TORONTO - Researchers say that fewer than half of Ontario women with abnormal Pap smears receive the recommended followup care.
The study by researchers at St. Michael's Hospital and the Institute for Clinical Evaluative Sciences found that very young women were the least likely to have Pap tests and they were also less likely to have appropriate followup of abnormal results.
And post-menopausal women were the least likely to have a repeat test after an unsatisfactory Pap smear.
Pap tests are used to screen for cervical cancer. After an abnormal finding, there would normally either be a repeat test or colposcopy, a procedure that examines a woman's cervix and vagina.
Overall in Ontario, the study found that in 2004-2005, 69 per cent of women with no history of cervical cancer or prior hysterectomy had at least one Pap test in the last three years.
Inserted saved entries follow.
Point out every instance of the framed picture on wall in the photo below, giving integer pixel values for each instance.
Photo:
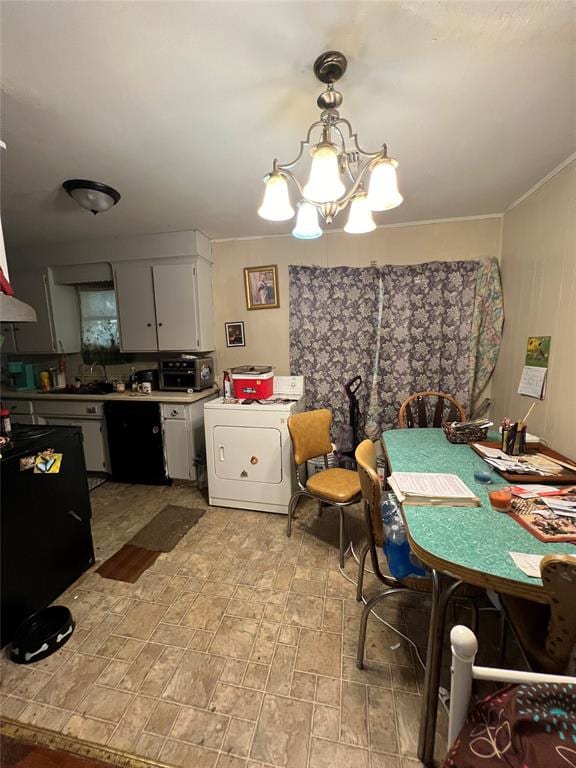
(261, 287)
(235, 334)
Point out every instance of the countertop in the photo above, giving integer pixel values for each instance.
(156, 396)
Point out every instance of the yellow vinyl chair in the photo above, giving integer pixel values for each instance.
(546, 632)
(333, 487)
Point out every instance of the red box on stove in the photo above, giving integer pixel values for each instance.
(251, 383)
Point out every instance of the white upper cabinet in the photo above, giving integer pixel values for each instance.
(136, 312)
(165, 306)
(175, 292)
(58, 318)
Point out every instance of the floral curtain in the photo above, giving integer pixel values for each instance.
(487, 325)
(333, 328)
(403, 329)
(423, 338)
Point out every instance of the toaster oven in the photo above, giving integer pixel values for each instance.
(184, 375)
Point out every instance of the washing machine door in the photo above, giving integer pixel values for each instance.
(253, 454)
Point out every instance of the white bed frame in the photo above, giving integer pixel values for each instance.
(464, 649)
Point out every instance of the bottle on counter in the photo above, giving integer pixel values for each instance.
(5, 423)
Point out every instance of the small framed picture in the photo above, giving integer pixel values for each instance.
(235, 334)
(261, 287)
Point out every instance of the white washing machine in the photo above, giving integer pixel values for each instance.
(249, 451)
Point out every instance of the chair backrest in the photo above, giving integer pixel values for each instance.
(310, 433)
(417, 409)
(559, 577)
(366, 463)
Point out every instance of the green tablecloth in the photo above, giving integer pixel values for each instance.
(477, 538)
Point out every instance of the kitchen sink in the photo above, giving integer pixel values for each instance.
(94, 388)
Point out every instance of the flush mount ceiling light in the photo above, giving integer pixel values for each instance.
(92, 195)
(339, 171)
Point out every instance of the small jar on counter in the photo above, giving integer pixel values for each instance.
(5, 423)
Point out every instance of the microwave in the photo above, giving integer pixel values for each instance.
(186, 375)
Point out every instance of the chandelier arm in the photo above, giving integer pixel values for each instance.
(303, 145)
(354, 137)
(343, 201)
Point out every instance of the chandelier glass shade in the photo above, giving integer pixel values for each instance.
(340, 170)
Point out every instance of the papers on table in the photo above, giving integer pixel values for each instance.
(431, 488)
(533, 381)
(528, 564)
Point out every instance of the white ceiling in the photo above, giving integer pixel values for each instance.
(182, 106)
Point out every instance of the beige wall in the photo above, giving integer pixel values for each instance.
(267, 329)
(538, 263)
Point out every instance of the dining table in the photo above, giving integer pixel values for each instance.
(470, 545)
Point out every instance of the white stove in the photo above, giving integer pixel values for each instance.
(249, 451)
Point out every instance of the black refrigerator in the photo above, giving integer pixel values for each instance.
(135, 442)
(46, 540)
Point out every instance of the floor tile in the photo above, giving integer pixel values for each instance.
(234, 637)
(326, 722)
(183, 755)
(319, 652)
(304, 611)
(195, 680)
(105, 703)
(69, 685)
(163, 717)
(354, 727)
(238, 737)
(381, 719)
(205, 729)
(141, 620)
(327, 754)
(205, 613)
(235, 701)
(282, 732)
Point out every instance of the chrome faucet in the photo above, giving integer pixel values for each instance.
(95, 365)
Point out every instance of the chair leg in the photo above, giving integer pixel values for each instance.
(503, 637)
(342, 525)
(291, 508)
(364, 622)
(361, 566)
(475, 616)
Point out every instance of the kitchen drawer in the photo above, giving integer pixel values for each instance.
(85, 408)
(173, 411)
(19, 406)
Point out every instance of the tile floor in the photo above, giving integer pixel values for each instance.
(235, 650)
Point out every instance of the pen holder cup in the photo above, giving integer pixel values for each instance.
(514, 442)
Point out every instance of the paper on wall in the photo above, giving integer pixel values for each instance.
(533, 381)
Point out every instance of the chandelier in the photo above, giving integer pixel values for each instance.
(342, 174)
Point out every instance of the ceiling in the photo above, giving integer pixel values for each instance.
(182, 106)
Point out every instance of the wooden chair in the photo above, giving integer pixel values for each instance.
(333, 487)
(372, 496)
(546, 633)
(445, 408)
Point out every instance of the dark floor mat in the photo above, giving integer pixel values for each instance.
(128, 564)
(166, 528)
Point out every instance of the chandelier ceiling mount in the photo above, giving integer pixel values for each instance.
(339, 169)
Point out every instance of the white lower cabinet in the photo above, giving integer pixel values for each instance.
(184, 442)
(89, 416)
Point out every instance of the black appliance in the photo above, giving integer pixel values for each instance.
(46, 541)
(187, 374)
(150, 375)
(135, 442)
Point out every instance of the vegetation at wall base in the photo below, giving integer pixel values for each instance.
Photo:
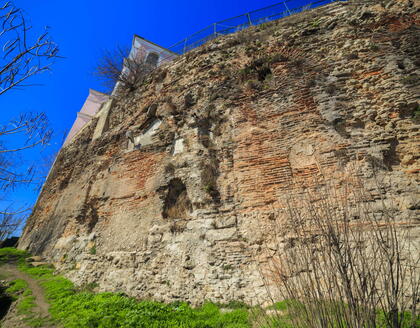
(74, 307)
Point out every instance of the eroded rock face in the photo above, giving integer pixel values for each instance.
(185, 214)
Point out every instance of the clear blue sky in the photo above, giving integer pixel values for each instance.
(82, 29)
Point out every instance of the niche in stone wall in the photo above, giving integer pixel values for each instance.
(177, 204)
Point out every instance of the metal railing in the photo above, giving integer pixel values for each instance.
(238, 23)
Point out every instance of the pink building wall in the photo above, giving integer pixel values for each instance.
(91, 106)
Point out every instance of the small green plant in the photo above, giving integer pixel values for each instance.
(374, 47)
(227, 267)
(17, 286)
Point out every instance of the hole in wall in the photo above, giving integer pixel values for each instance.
(177, 203)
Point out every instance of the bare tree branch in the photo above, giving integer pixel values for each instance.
(123, 70)
(23, 55)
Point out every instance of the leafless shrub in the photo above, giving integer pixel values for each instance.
(31, 130)
(124, 71)
(23, 55)
(10, 221)
(343, 259)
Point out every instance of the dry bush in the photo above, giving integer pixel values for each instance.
(122, 70)
(343, 259)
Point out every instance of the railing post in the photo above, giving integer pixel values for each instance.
(185, 46)
(249, 19)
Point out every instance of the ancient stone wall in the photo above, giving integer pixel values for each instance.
(185, 211)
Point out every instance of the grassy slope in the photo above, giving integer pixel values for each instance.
(74, 308)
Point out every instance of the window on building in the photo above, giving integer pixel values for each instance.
(152, 59)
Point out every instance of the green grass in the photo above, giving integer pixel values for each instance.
(10, 254)
(108, 310)
(16, 286)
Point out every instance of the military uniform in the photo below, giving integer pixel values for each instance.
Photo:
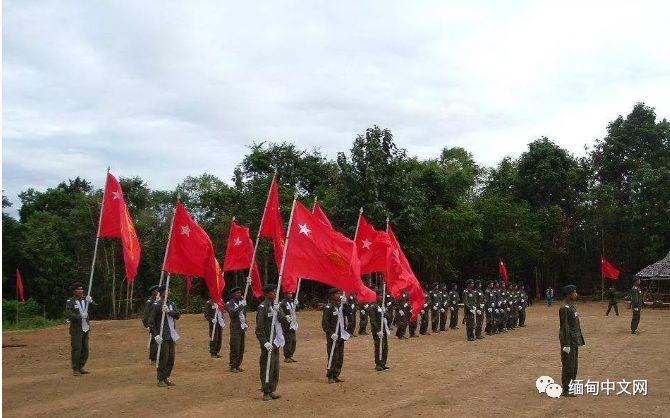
(263, 330)
(238, 329)
(289, 326)
(570, 336)
(76, 311)
(332, 323)
(169, 335)
(214, 318)
(636, 305)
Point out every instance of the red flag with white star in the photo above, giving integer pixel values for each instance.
(320, 253)
(239, 252)
(117, 223)
(372, 246)
(191, 253)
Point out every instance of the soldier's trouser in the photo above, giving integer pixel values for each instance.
(166, 362)
(363, 324)
(236, 354)
(470, 325)
(289, 347)
(479, 320)
(153, 348)
(609, 308)
(569, 361)
(635, 321)
(385, 349)
(338, 357)
(215, 344)
(412, 328)
(79, 346)
(453, 320)
(271, 385)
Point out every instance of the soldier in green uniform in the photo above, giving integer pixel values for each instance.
(148, 306)
(76, 311)
(470, 308)
(636, 305)
(570, 336)
(236, 308)
(480, 303)
(613, 302)
(167, 339)
(289, 326)
(380, 331)
(213, 314)
(263, 330)
(454, 299)
(332, 323)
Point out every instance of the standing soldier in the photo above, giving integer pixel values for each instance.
(380, 331)
(263, 331)
(76, 310)
(570, 336)
(523, 303)
(454, 299)
(148, 306)
(636, 304)
(613, 303)
(332, 323)
(480, 303)
(214, 317)
(290, 326)
(236, 308)
(470, 308)
(166, 341)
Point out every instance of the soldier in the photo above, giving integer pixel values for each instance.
(380, 331)
(236, 308)
(290, 326)
(570, 336)
(454, 299)
(489, 305)
(148, 306)
(523, 303)
(167, 339)
(613, 302)
(263, 330)
(76, 311)
(480, 303)
(636, 304)
(363, 323)
(214, 316)
(332, 323)
(349, 309)
(470, 308)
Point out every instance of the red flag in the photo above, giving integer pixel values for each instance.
(117, 223)
(191, 253)
(19, 286)
(372, 246)
(322, 254)
(399, 275)
(608, 270)
(239, 252)
(502, 269)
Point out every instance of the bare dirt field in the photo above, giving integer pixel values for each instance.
(434, 375)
Women living in lower-income neighbourhoods were less likely to have had at least one Pap test in the previous three years compared to women in higher-income neighbourhoods.
Principal investigator Dr. Arlene Bierman of St. Michael's Hospital says a special effort should be made to reach women who are screened but who do not receive the necessary followup.
"To improve surveillance and treatment, we need a system that ensures all abnormal Pap tests are followed up so that Ontario women can receive the best care possible," she said in a statement.
The findings on Pap smears are contained in a report entitled Cancer. The work was funded by Echo: Improving Women's Health in Ontario, an agency of the Ontario Ministry of Health and Long-Term Care.
An estimated 1,300 Canadian women will be diagnosed with cervical cancer this year, according the Canadian Cancer Society, and an estimated 380 will die from the disease.